Ladd Everitt, a spokesman for the Coalition to Stop Gun Violence, said it was doubtful that his group could accept the Coburn proposal even if the Toomey-Manchin plan fails to win the 60 votes needed to overcome any filibuster that could doom the bill.
Senators who support gun control are likely to face the same choice. For now, they are hoping for full victory rather than settling for Mr. Coburn’s plan.
Mr. Manchin complimented Mr. Coburn for his input and said Monday “there’s maybe going to be a day” to visit Mr. Coburn’s proposal, but that the one he is co-sponsoring addresses the Oklahoman’s concerns about convenience.
“It was supposed to be to help the convenience of rural America, rural Oklahoma, rural West Virginia of not having to go to” a federally licensed dealer, he said. “Well, guess what? In our bill, no personal transactions have to be done, so a portal’s not needed because you don’t need to do the background check unless you go to the gun show. The gun store’s current law, or if you buy on the Internet commercial sales.”

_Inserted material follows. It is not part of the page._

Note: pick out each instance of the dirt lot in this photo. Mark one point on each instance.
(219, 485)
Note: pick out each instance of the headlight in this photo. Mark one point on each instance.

Sen. Benjamin L. Cardin, Maryland Democrat, and Sen. Richard Blumenthal, Connecticut Democrat, said they hadn’t seen Mr. Coburn’s proposal.
“But I am going to support the strongest bills that we can get through here,” Mr. Cardin said.
Mayors Against Illegal Guns, the advocacy group co-chaired by New York City Mayor Michael R. Bloomberg, has begun a push for the Toomey-Manchin amendment, targeting a handful of senators from both parties with ad campaigns. It pulled ads targeting Mr. Toomey after he helped introduce the legislation.
“Our bipartisan coalition of more than 900 mayors strongly supports this bill and looks forward to working with other leaders, including Senators Schumer and Kirk who have worked tirelessly on this issue, to do all we can to ensure its passage,” Mr. Bloomberg said recently.
Conversely, the liberal advocacy group MoveOn.Org launched an ad campaign this week targeting six Senate Democrats and prodding them to support background check legislation as well as bans on assault weapons and high-capacity magazines.